Shawn K, a software engineer with two decades of experience who lost his $150,000-a-year job to AI displacement, described it to Fortune after sending 800 applications: “Companies are using AI to save money by cutting talent — rather than leveraging its power and embracing cyborg workers.” The workers most at risk are those whose value can be described entirely by their outputs — without reference to the judgment, context, or accountability required to produce them.
Roger Lee, founder of Layoffs.fyi, told AOL News: “I do think 6 years of persistent layoffs have led many tech workers to re-evaluate the perceived ‘safety’ of tech jobs and their relationship with the industry overall.” According to that same report, there have been more than 35,000 layoffs in the tech sector worldwide so far in 2026, with close to half attributable to Amazon alone.

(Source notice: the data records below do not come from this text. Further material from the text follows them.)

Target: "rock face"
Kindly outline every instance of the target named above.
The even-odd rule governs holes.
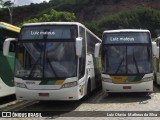
[[[75,11],[78,21],[98,20],[103,16],[130,9],[148,7],[160,9],[159,0],[90,0]]]

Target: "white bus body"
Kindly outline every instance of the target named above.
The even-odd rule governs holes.
[[[22,100],[79,100],[101,85],[95,44],[77,22],[22,26],[15,60],[16,97]],[[79,44],[79,46],[78,46]]]

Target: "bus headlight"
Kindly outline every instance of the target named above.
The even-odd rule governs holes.
[[[69,82],[69,83],[64,83],[62,85],[62,88],[69,88],[69,87],[73,87],[73,86],[76,86],[77,85],[77,81],[75,82]]]
[[[142,81],[151,81],[151,80],[153,80],[153,77],[146,77],[142,79]]]
[[[27,88],[24,83],[19,83],[19,82],[15,82],[15,86],[20,88]]]
[[[103,80],[103,82],[112,82],[112,80],[111,79],[109,79],[109,78],[102,78],[102,80]]]

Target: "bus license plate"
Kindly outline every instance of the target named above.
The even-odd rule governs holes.
[[[123,86],[123,89],[131,89],[131,86]]]

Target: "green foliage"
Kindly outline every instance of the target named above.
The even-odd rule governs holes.
[[[103,17],[87,24],[99,36],[111,29],[149,29],[152,37],[160,34],[160,12],[150,8],[140,8]],[[98,28],[98,29],[97,29]]]
[[[24,21],[24,23],[35,23],[35,22],[51,22],[51,21],[68,21],[72,22],[75,21],[76,17],[74,13],[70,12],[57,12],[54,9],[51,9],[50,12],[47,14],[42,14],[38,18],[33,18],[27,21]]]

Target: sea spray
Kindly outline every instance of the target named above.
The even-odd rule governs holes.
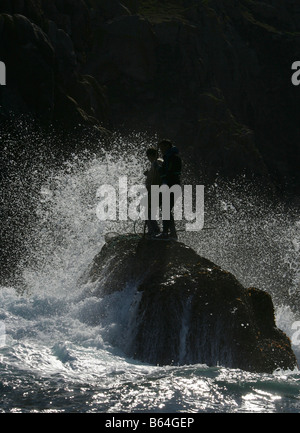
[[[299,412],[297,371],[259,375],[222,366],[156,367],[126,357],[139,302],[135,287],[102,298],[81,280],[105,233],[133,231],[132,223],[99,223],[97,187],[121,175],[142,182],[144,150],[155,141],[118,136],[115,144],[99,155],[74,156],[62,167],[46,169],[43,160],[35,171],[24,169],[26,185],[21,176],[10,178],[19,207],[26,204],[26,186],[34,218],[24,226],[26,255],[19,264],[26,290],[0,290],[6,336],[0,348],[0,410]],[[207,230],[197,236],[180,232],[180,240],[245,286],[270,291],[277,325],[292,338],[299,320],[299,215],[257,192],[251,195],[243,182],[217,183],[206,194]]]

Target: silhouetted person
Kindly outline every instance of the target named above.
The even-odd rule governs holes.
[[[158,151],[154,148],[148,149],[146,155],[151,163],[150,169],[145,172],[146,188],[148,191],[148,221],[146,224],[148,227],[148,234],[150,236],[155,236],[160,233],[160,229],[156,219],[151,219],[151,186],[159,186],[161,183],[160,170],[163,161],[158,159]]]

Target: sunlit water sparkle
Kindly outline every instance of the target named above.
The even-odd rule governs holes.
[[[133,223],[97,220],[96,190],[128,175],[143,182],[148,143],[123,143],[102,156],[74,159],[39,186],[30,228],[32,257],[22,268],[23,288],[0,290],[2,412],[300,412],[300,374],[254,374],[222,366],[147,365],[124,356],[135,288],[105,298],[80,279],[108,231]],[[141,145],[142,143],[142,145]],[[292,296],[299,288],[299,218],[281,209],[241,212],[238,188],[211,191],[219,207],[207,210],[198,235],[180,235],[199,254],[233,272],[246,286],[274,297],[279,328],[290,338],[300,320]],[[263,208],[263,206],[262,206]],[[274,266],[276,264],[276,266]],[[277,284],[275,284],[277,282]],[[300,350],[293,349],[300,361]]]

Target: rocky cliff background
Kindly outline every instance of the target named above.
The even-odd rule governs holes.
[[[297,201],[297,0],[2,0],[0,60],[1,269],[34,206],[7,179],[30,183],[40,147],[56,164],[110,132],[156,134],[201,184],[245,175]]]

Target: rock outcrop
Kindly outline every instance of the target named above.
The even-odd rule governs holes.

The workers building durability into their careers right now are not those accumulating tools — they are those positioning themselves as the people who decide how the tools are governed, audited, and corrected when they fail. That is the role automation cannot easily absorb. Our analysis on stakeholder fear and AI retraining budgets captures exactly why organizations consistently underinvest in developing this capacity internally — creating a durable gap that informed workers can occupy.
Global Context
What the AI Layoff Pattern Means for Technical Workers Across Every Market
The US Bureau of Labor Statistics reported that employers shed 92,000 jobs in February 2026, with the unemployment rate ticking up to 4.4%, according to Fortune. CNN’s labor market analysis noted the unemployment rate in January sat at 4.3% — half a percentage point higher than late 2023, when the generative AI investment cycle began. These numbers do not confirm economic collapse, but they confirm a directional shift.

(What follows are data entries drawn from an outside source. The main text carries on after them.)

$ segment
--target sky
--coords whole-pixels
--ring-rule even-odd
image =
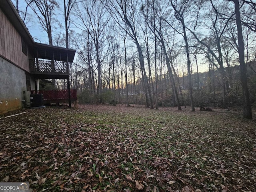
[[[14,6],[16,6],[16,0],[12,0],[12,1]],[[60,1],[60,2],[62,2],[62,1]],[[19,0],[18,3],[19,10],[24,12],[27,5],[25,0]],[[63,6],[64,5],[60,5],[60,6]],[[28,15],[26,16],[26,20],[25,20],[25,24],[30,34],[34,38],[34,40],[36,42],[48,44],[49,41],[47,33],[42,29],[42,26],[41,26],[39,22],[38,18],[36,16],[35,16],[35,14],[29,8],[28,9]],[[64,14],[60,13],[59,11],[57,10],[56,10],[55,13],[56,16],[54,16],[54,17],[56,17],[55,18],[59,22],[63,21],[62,24],[62,26],[64,26]],[[22,15],[22,14],[20,14],[21,15],[22,18],[23,19]],[[78,32],[81,32],[80,30],[76,28],[74,25],[73,25],[72,27],[72,30],[74,30],[77,32],[78,31]],[[58,26],[57,28],[55,28],[53,29],[52,31],[53,37],[55,36],[55,35],[57,34],[65,33],[64,29],[63,27],[61,28],[59,26]],[[192,56],[192,55],[190,56],[191,57],[190,60],[192,61],[192,65],[193,66],[192,72],[196,72],[196,69],[195,63],[194,63],[194,62],[193,63],[193,60],[193,60]],[[186,65],[186,59],[185,59],[185,58],[186,57],[185,54],[184,57],[184,58],[182,59],[183,61],[179,61],[180,63],[184,63],[180,64],[180,65]],[[206,64],[202,64],[202,63],[204,63],[204,62],[202,58],[201,57],[201,58],[199,58],[198,59],[199,69],[199,71],[201,72],[206,71],[208,70],[208,65]]]

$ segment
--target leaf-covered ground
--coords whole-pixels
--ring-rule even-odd
[[[196,110],[88,105],[5,114],[0,182],[28,182],[33,191],[256,191],[255,121]]]

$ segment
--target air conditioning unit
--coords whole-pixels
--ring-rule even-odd
[[[44,106],[44,95],[33,94],[30,95],[30,106],[41,107]]]

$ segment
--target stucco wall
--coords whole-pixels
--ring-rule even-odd
[[[0,57],[0,114],[24,106],[22,101],[29,102],[30,94],[25,72]]]

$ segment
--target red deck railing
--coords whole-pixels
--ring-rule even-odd
[[[68,90],[42,90],[38,91],[31,91],[31,94],[43,94],[44,103],[49,102],[60,102],[68,100]],[[76,101],[76,90],[70,90],[71,99],[72,101]]]

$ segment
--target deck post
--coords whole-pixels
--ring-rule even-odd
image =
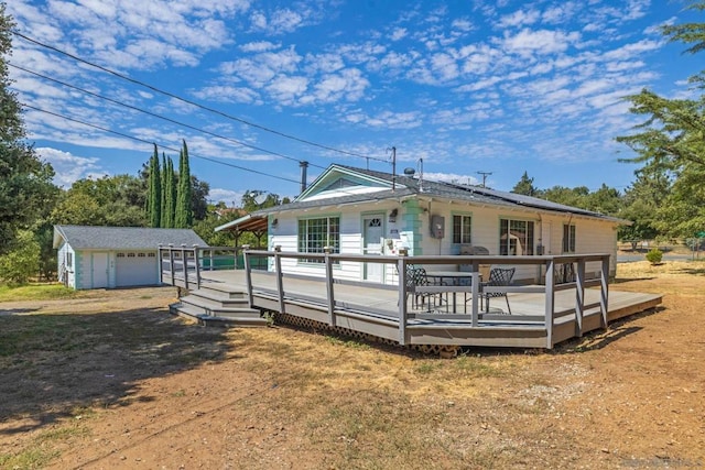
[[[470,302],[473,315],[473,328],[477,328],[479,321],[479,297],[480,297],[480,273],[475,267],[476,262],[473,262],[473,278],[471,278],[471,288],[473,288],[473,300]]]
[[[585,259],[577,262],[575,273],[575,336],[583,337],[583,316],[585,315]]]
[[[282,245],[274,247],[274,272],[276,273],[276,293],[279,294],[279,313],[285,314],[284,305],[284,278],[282,273]]]
[[[172,273],[172,285],[175,285],[174,278],[174,245],[169,243],[169,271]]]
[[[252,308],[254,304],[254,295],[252,294],[252,269],[250,266],[250,251],[249,244],[242,245],[242,261],[245,263],[245,285],[247,286],[247,299],[250,303],[249,307]],[[237,251],[236,251],[237,253]],[[236,258],[237,262],[237,258]]]
[[[546,261],[546,349],[553,349],[553,310],[555,304],[555,291],[553,288],[554,275],[555,259],[552,256]]]
[[[162,261],[162,243],[156,248],[156,262],[159,263],[159,283],[164,284],[164,264]]]
[[[188,291],[188,259],[186,258],[186,245],[181,244],[181,266],[184,271],[184,288]]]
[[[609,255],[603,258],[603,269],[599,274],[599,310],[600,326],[607,328],[607,306],[608,306],[608,285],[609,285]]]
[[[196,288],[200,288],[200,262],[198,261],[197,244],[194,244],[194,262],[196,263]]]
[[[333,260],[330,259],[330,253],[333,249],[330,247],[323,247],[323,252],[325,253],[325,263],[326,263],[326,293],[328,300],[328,325],[332,327],[335,326],[335,292],[333,289]]]
[[[399,273],[399,343],[406,345],[406,254],[405,248],[399,250],[397,272]]]

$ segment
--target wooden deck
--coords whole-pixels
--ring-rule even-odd
[[[535,263],[535,259],[533,256],[529,261]],[[441,263],[448,260],[424,261]],[[505,256],[500,261],[508,260]],[[547,262],[549,269],[553,270],[554,260]],[[173,284],[183,286],[184,276],[170,277],[171,274],[170,271],[163,273],[164,280],[172,278]],[[436,296],[435,305],[415,305],[416,293],[397,285],[350,283],[333,277],[328,282],[326,277],[278,275],[275,272],[247,269],[202,271],[197,277],[198,288],[193,288],[194,281],[189,287],[195,292],[209,293],[203,294],[205,297],[241,298],[247,304],[242,310],[248,311],[249,325],[264,323],[261,316],[257,321],[258,314],[254,313],[275,313],[401,345],[448,348],[551,349],[558,342],[605,328],[609,321],[654,308],[662,299],[661,295],[614,289],[609,289],[607,295],[606,282],[579,282],[578,278],[577,283],[560,286],[549,283],[549,286],[505,288],[511,305],[509,315],[503,297],[492,298],[489,311],[480,309],[477,288],[473,291],[471,286],[431,287],[430,295]],[[437,302],[438,296],[442,302]],[[213,311],[210,316],[214,319],[224,318]]]

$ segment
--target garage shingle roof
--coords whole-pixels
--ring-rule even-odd
[[[74,250],[156,250],[159,244],[207,247],[192,229],[54,226],[54,248],[64,239]]]

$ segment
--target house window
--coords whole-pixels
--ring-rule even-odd
[[[299,252],[323,253],[324,247],[330,247],[333,253],[340,252],[340,218],[322,217],[299,220]],[[303,260],[319,263],[322,260]]]
[[[499,254],[533,254],[533,222],[528,220],[499,220]]]
[[[574,225],[566,223],[563,226],[563,252],[575,253],[575,226]]]
[[[470,216],[453,216],[453,243],[471,243]]]

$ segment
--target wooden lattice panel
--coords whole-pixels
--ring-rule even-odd
[[[301,329],[310,330],[326,330],[335,335],[344,336],[347,338],[359,339],[365,342],[377,342],[386,346],[399,347],[399,342],[387,338],[380,338],[366,332],[355,331],[344,327],[333,327],[321,321],[312,320],[310,318],[302,318],[295,315],[272,313],[271,314],[274,324],[276,325],[290,325]],[[404,348],[413,351],[419,351],[423,354],[440,356],[441,358],[455,358],[460,350],[459,346],[441,346],[441,345],[409,345]]]

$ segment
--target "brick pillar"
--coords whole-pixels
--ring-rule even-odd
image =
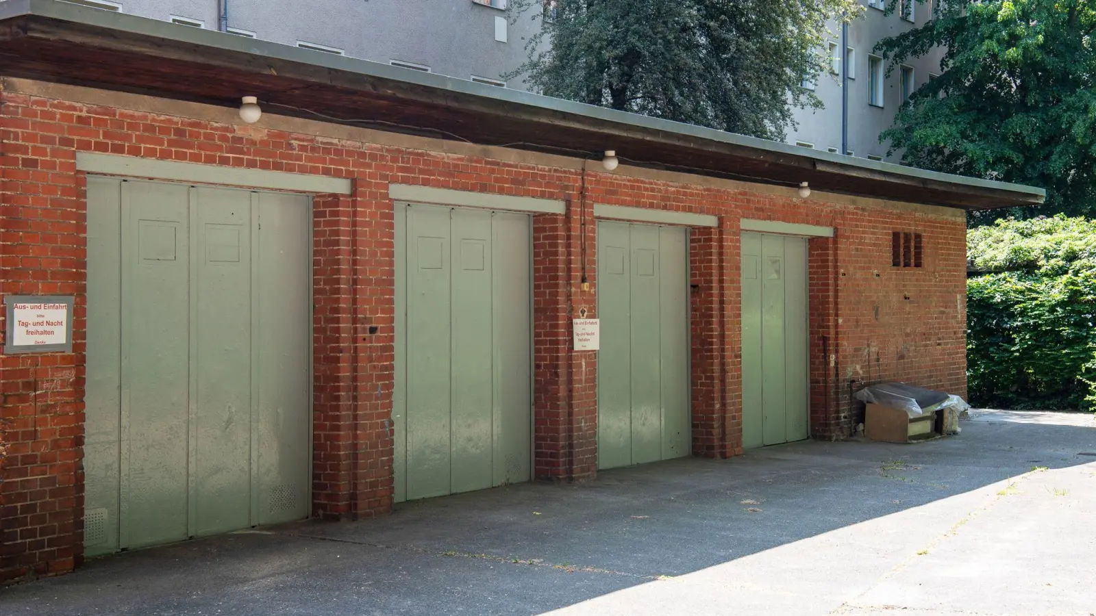
[[[848,433],[847,379],[840,378],[837,330],[837,238],[807,242],[811,436]]]
[[[0,582],[83,552],[87,209],[52,104],[0,91],[0,295],[76,298],[71,353],[0,357]]]
[[[350,517],[353,432],[351,199],[312,199],[312,515]]]

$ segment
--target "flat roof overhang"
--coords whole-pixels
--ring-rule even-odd
[[[57,0],[0,1],[0,75],[228,107],[256,95],[279,115],[576,157],[612,149],[638,167],[969,210],[1046,197]]]

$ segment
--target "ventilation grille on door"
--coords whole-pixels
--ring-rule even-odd
[[[271,490],[271,513],[283,513],[297,507],[297,487],[292,483],[275,486]]]
[[[106,543],[106,509],[89,509],[83,513],[83,545]]]
[[[524,481],[517,476],[522,471],[522,461],[514,454],[506,454],[506,481]]]

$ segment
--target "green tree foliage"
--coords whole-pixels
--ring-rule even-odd
[[[827,20],[856,0],[512,0],[544,5],[528,60],[509,78],[570,99],[783,139],[791,107],[820,107]]]
[[[967,282],[972,403],[1096,402],[1096,220],[997,220],[967,241],[971,266],[983,272]]]
[[[904,150],[903,160],[923,169],[1047,190],[1043,206],[1007,213],[1014,217],[1092,217],[1096,0],[931,4],[927,23],[876,47],[891,69],[945,49],[940,77],[922,85],[883,132],[892,152]],[[981,220],[1002,215],[985,213]]]

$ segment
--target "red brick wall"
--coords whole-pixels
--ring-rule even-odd
[[[596,355],[570,351],[570,319],[581,308],[596,316],[594,203],[720,216],[719,228],[695,229],[690,239],[696,455],[742,452],[741,217],[837,229],[833,239],[810,242],[817,437],[847,434],[852,379],[902,378],[966,391],[961,218],[607,174],[596,163],[583,195],[582,174],[570,169],[0,92],[0,293],[77,298],[72,353],[0,363],[0,580],[67,571],[82,551],[85,201],[78,151],[353,180],[351,195],[313,201],[312,511],[319,517],[366,517],[391,506],[389,183],[569,204],[566,215],[533,221],[537,477],[566,480],[596,470]],[[924,233],[924,269],[890,267],[892,230]]]

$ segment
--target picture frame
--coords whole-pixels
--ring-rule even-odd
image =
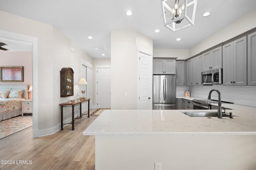
[[[0,67],[1,82],[23,82],[23,67]]]

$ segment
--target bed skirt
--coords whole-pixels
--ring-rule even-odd
[[[10,112],[0,113],[0,121],[15,117],[22,114],[21,109]]]

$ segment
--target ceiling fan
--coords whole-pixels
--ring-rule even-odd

For technical workers in Asia, Africa, Latin America, and Eastern Europe — markets where tech outsourcing has historically built middle-class employment — the Forrester offshore rehiring prediction represents a structural compression on both sides: fewer outsourceable tasks available, and lower rates on those that survive. The calculation that made offshore technical work economically attractive is being disrupted from two directions simultaneously.

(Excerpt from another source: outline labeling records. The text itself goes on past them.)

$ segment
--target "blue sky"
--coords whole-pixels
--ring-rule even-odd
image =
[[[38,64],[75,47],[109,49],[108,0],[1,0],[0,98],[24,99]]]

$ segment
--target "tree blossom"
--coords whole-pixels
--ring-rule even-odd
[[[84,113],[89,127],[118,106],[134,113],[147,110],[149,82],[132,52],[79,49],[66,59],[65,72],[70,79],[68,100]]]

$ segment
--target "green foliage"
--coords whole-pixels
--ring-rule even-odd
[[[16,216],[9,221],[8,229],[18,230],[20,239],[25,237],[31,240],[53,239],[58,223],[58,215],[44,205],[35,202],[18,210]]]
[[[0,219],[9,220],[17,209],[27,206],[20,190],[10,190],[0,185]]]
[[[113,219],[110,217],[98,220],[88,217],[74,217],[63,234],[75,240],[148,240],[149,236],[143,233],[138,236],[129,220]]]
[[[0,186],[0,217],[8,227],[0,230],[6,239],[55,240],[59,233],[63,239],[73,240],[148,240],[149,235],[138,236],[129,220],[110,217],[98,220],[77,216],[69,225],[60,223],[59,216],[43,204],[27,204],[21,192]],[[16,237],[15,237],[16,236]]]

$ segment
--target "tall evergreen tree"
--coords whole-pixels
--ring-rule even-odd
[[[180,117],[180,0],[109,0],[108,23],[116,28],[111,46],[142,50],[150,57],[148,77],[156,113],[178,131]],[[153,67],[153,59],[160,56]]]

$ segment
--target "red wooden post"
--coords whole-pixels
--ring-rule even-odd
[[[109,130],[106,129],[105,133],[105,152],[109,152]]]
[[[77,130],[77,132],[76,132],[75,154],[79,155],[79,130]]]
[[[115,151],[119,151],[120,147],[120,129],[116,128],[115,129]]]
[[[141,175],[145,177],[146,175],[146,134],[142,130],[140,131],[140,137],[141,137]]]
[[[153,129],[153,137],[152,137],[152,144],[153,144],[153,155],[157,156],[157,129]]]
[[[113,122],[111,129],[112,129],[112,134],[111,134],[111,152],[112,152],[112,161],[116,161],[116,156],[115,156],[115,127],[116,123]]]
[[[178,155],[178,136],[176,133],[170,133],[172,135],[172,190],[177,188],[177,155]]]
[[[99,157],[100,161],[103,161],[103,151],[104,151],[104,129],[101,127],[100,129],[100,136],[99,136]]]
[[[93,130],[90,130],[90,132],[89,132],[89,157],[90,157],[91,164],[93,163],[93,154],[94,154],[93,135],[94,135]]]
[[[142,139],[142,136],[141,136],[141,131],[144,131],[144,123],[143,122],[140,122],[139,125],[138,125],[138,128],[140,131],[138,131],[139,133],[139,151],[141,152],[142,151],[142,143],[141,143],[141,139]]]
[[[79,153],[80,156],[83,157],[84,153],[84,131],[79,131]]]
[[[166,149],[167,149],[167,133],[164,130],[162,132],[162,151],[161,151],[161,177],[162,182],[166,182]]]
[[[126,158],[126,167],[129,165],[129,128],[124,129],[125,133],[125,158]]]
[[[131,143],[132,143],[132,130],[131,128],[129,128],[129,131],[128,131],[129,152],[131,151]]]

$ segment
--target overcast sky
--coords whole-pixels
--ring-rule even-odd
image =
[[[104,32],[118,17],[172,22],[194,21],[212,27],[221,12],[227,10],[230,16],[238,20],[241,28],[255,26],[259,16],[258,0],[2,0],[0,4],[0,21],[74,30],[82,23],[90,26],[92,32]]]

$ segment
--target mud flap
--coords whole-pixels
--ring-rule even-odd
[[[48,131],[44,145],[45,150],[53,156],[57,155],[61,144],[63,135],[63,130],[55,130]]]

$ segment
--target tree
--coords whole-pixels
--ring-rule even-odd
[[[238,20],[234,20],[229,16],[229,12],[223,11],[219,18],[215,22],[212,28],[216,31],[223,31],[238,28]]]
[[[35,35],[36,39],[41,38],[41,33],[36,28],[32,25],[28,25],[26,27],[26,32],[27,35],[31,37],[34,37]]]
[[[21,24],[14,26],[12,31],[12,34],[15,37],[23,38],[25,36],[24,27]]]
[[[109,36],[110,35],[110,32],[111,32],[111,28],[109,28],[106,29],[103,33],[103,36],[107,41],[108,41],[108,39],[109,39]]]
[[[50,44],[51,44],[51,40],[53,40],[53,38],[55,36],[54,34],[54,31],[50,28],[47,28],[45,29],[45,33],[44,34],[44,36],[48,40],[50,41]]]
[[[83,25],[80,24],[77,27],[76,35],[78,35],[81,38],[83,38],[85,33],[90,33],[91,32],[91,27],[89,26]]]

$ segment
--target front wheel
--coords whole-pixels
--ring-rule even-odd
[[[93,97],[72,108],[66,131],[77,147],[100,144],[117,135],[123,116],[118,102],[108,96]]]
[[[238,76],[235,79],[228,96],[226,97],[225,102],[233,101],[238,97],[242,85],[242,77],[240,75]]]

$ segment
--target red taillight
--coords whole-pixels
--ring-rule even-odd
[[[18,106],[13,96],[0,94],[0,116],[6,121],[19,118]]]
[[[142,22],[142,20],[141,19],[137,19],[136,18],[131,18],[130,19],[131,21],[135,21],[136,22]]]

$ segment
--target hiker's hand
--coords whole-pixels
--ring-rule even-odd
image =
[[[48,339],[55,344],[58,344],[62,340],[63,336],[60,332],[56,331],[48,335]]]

Nigeria’s growing AI pilot project ecosystem illustrates both the opportunity and the alignment challenge this creates. The roles that survive and grow in this environment are not those executing known processes at scale — they are those designing, auditing, and governing the systems doing the execution. That repositioning is available to any technically literate worker willing to pursue it deliberately rather than reactively.
For anyone tracking where automation investment is flowing and where workforce pressure will intensify next, this piece on AI resentment building inside industrial workplaces captures the human dimension of what these numbers represent at the operational level.
Further Reading & Related Analysis
- The Truth Behind AI Layoffs — Or AI Washing?
- AI Resentment Is Rising Inside Industrial Workplaces
- How Stakeholder Fear Kills AI Retraining Budgets Mid-Cycle
- Industrial AI Pilot Projects in Nigeria: What’s Actually Working
- The AI Productivity Paradox: Why Automation Promises More Than It Delivers
Frequently Asked Questions
Why are machine learning engineers being laid off if AI still needs human oversight?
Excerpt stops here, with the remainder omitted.